A bronze sculpture of the Swiss sculptor's Alberto Giacometti was auctioned in London by £65 million Euros (US$ 104 million), a price never reached by other work of art sold under the hammer.

This auction suggests an interesting debate: Which the real value of an art work?

In the Classic Antiquity and in the Medium Age the statues were made (or taken as war prize) to turn beautiful the cities and temples. The statues accomplished an important social and cultural function: to symbolize the capacity of accomplishment aesthetic or military of the societies that they produced or conquered it; the statues were objects that celebrated the cultural unit and the energy of the city that consecrated them.

In the Modern Societies the public dimension of the existence was diluted and the private almost invaded all the social existence. For that reason the statues lost the function that originally had. Now it is rare to see statues exhibited in public (exposed Michelangelo's David in the square della Signoria in Florence is just a copy).

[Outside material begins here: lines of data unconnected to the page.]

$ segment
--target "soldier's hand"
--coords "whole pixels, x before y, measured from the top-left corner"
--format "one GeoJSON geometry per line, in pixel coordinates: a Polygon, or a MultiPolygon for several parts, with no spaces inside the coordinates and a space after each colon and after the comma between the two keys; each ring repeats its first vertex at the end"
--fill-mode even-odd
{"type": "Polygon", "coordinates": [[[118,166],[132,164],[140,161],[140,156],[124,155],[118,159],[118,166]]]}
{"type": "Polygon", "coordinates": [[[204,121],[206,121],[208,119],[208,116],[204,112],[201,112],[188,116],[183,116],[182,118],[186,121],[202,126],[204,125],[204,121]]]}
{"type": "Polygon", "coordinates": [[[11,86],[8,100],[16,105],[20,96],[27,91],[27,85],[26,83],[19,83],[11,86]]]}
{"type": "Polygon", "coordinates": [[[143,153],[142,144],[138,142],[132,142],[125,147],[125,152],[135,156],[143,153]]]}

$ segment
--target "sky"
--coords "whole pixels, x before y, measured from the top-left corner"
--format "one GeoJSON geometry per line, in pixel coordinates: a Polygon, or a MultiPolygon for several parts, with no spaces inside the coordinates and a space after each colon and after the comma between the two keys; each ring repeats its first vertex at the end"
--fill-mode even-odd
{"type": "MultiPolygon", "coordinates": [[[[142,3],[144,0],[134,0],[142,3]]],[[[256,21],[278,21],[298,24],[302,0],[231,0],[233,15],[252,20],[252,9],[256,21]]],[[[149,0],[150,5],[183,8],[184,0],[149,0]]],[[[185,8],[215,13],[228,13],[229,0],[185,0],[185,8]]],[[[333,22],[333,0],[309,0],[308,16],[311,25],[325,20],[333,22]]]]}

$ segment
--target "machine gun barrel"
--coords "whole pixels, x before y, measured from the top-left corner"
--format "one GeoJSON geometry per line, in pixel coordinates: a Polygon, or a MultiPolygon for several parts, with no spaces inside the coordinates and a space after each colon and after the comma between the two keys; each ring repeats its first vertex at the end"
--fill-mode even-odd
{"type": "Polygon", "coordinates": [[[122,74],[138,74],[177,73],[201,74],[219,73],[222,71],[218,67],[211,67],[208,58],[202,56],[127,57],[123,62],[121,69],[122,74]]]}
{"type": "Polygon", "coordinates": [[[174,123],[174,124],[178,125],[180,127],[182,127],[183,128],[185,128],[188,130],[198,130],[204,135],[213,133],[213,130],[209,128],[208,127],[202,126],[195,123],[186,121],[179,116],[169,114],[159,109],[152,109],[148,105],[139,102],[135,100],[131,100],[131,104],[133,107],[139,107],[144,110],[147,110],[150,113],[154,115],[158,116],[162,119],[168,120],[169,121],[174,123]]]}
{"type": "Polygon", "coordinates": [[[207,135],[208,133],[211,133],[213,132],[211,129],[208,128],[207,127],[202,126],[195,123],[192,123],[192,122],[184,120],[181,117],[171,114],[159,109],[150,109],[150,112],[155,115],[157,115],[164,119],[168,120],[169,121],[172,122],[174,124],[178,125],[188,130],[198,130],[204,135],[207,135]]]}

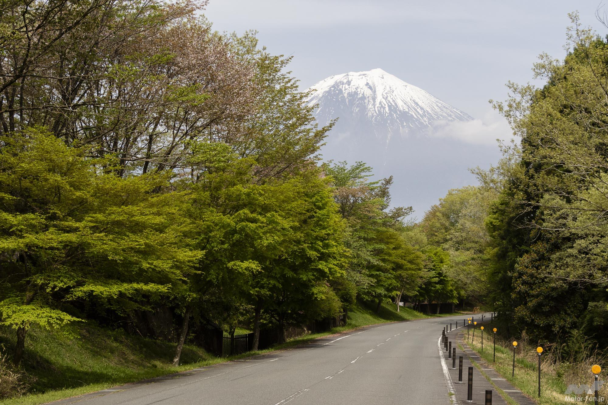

Give public decorations out of the trade, the statues became marketable objects destined to the private cult. Their proprietors (museums and millionaires) until they can exhibit the same ones, but most of the time the visitation is paid (when they were put at public places the statues could be admired gratuitously).

As marketable objects the statues started to have a commercial value. For me this value depends less on his intrinsic value (cultural, social and artistic) than of the speech elaborated to sell it. The price reached by the statue of Giacometti is a beautiful example of as the inflation of the speech it is capable to value an ordinary object.

As the new proprietor will recover the money invested in "L'Homme Qui Marches I" is the great mystery.